Published in the May 9 – 22, 2018 issue of Morgan Hill Life

James Ward

Why should someone have a trust? Some of the main reasons for a trust are (1) to avoid a conservatorship, (2) to avoid probate, and (3) to establish the desired distribution of your assets following your death.

But that’s not all. Your trust also has to establish who will be in charge of your assets if you’re living but incapacitated, and what authority they have to hire professionals and spend your assets for your care and sometimes for the care of other family members. Who will decide how we care for you?

More and more, people are relying on trusts to provide the framework for their care when they have dementia or Alzheimer’s disease. But the proper documents will also cover the person if they have a stroke or Parkinson’s disease or an accident that results in their inability to make their own decisions.

Before you lose the ability to communicate your wishes, you need to have legally prepared documents in place naming a trusted person to make decisions for you while you’re still living, and then to distribute your assets according to your wishes following your death.

But can you still make good decisions when you’re in the early stages of dementia or Alzheimer’s? I recently had a wealthy 88-year-old man come to me for help with his wife who has a mild level of dementia. The couple has been married for more than 65 years, but the wife now refuses to cooperate with changes in their trust because she has entered a mental stage where she no longer trusts her own husband.

The wife is convinced that her 88-year-old husband of more than 65 years is now having an affair with a 44-year-old neighbor he has never even spoken with.

This level of distrust is not uncommon when dementia sets in, and the wife is convinced that in addition to the affair, the husband has been buying new cars for the neighbor and the neighbor’s young son. What can he do now? He wants to make changes in the trust distribution to their grandchildren to give them more when he and his wife both die, but his wife is distrustful now and not willing to allow any changes to their trust.

If you don’t have a trust, get one. If you have a trust, get it reviewed and make sure it’s kept up to date.

I currently have three clients who are on the verge of conservatorships due to undue influence and not having the right documents in place.

Two are cases that the clients have described as greedy daughters wanting much more money than the parent wants to give them, and the other is a CPA who is trying to take control of several million dollars of the elder’s assets so that the CPA can continuously bill the elder’s estate for the next five to 10 years until the elder passes away and his assets are finally distributed.

If you read much about conservatorships or talk to people who have had a family member conserved, you’ll know that the money just flows out of the person’s estate to enrich a lot of nonfamily members.

The court system is there to “protect” people, but at what cost?

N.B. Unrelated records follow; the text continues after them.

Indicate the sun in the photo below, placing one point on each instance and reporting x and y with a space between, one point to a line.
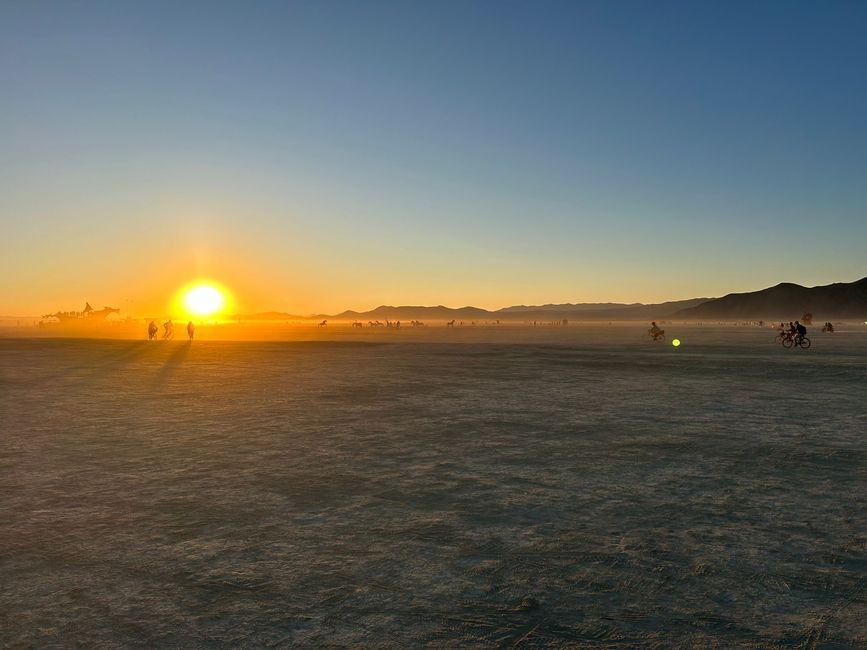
203 300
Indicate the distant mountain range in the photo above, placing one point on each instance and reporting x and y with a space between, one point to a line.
786 301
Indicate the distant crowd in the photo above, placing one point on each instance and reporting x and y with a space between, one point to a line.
168 330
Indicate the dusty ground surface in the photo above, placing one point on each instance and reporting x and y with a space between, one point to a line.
576 486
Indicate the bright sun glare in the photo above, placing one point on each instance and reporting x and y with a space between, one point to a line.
203 300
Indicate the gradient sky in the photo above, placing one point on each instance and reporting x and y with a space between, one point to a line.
317 156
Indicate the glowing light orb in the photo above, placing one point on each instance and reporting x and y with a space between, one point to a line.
203 300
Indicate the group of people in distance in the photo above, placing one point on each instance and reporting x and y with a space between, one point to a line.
168 330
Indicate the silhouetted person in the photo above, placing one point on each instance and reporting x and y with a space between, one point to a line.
800 329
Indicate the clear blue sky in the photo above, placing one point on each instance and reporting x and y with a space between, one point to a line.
317 156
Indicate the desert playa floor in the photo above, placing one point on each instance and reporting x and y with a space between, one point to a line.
578 486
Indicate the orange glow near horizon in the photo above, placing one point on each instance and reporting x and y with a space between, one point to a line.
203 299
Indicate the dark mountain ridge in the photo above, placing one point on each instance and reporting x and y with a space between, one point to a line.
786 301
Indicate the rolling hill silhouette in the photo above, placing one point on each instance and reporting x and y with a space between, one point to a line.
786 301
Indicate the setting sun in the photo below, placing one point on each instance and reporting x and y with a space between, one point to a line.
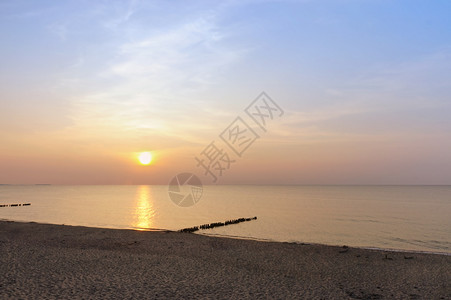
145 158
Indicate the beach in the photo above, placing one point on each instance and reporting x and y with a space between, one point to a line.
57 261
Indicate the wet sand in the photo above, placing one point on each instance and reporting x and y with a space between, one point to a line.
55 261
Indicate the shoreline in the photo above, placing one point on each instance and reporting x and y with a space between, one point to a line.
249 238
63 261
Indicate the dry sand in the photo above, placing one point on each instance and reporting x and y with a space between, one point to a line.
55 262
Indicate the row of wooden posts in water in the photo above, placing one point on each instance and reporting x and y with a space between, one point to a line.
15 205
217 224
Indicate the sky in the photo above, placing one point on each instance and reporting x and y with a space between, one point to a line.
364 85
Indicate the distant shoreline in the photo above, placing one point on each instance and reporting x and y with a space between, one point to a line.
247 238
74 261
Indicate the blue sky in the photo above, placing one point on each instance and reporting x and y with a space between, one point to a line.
363 84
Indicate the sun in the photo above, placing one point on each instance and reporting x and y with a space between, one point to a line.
145 158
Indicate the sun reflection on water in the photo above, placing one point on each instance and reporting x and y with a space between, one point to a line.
144 212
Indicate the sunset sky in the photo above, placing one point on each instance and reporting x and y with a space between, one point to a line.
365 86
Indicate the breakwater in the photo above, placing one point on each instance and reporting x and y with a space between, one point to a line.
217 224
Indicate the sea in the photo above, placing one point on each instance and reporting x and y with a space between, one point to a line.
413 218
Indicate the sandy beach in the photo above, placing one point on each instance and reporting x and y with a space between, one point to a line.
56 261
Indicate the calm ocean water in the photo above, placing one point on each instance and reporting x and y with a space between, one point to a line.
394 217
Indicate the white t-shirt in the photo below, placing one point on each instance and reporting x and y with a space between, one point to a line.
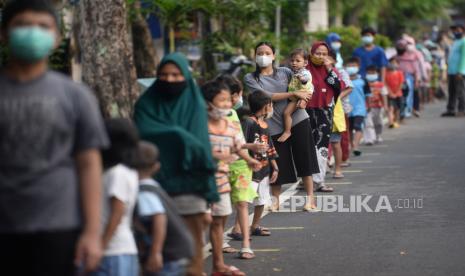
120 182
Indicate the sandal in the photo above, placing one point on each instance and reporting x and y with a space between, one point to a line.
236 236
227 249
311 209
338 176
246 253
260 231
231 271
324 189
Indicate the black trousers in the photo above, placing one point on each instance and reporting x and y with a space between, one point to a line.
456 94
38 254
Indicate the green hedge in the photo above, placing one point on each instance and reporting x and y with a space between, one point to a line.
351 39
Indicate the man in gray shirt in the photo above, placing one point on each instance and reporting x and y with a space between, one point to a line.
51 134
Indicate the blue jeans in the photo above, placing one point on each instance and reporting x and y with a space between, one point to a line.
175 268
118 265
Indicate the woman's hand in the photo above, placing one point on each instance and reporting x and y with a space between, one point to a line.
258 148
302 95
274 176
254 164
302 104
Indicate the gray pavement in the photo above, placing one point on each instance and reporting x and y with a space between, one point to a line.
420 166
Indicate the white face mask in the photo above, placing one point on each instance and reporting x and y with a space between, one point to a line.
264 61
336 45
269 114
218 113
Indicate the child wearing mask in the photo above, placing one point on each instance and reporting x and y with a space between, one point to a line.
376 104
240 175
256 131
226 141
120 188
165 244
394 82
301 82
358 102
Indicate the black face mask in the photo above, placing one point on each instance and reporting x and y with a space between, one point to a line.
170 89
400 51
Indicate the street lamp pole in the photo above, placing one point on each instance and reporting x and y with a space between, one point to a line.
278 32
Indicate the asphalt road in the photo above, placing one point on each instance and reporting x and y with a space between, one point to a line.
419 172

People frequently complain that the elder’s estate lost $500,000 to $1 million because of different professionals billing the elder’s estate for their services.

Don’t allow yourself to get thrown into a conservatorship where your body and assets are controlled by people you’ve never met, and your wealth is being used to compensate those same people you’ve never met.

James Ward is a longtime South Valley resident who lives in Morgan Hill. He went to law school in New England and earned a post-graduate law degree in Estate Planning at the University of Miami. Jim worked as an Estate Planning and Elder Law attorney in Florida, and then returned to open his law firm focusing on Estate Planning and Elder Law. He has offices in South Valley and Willow Glen.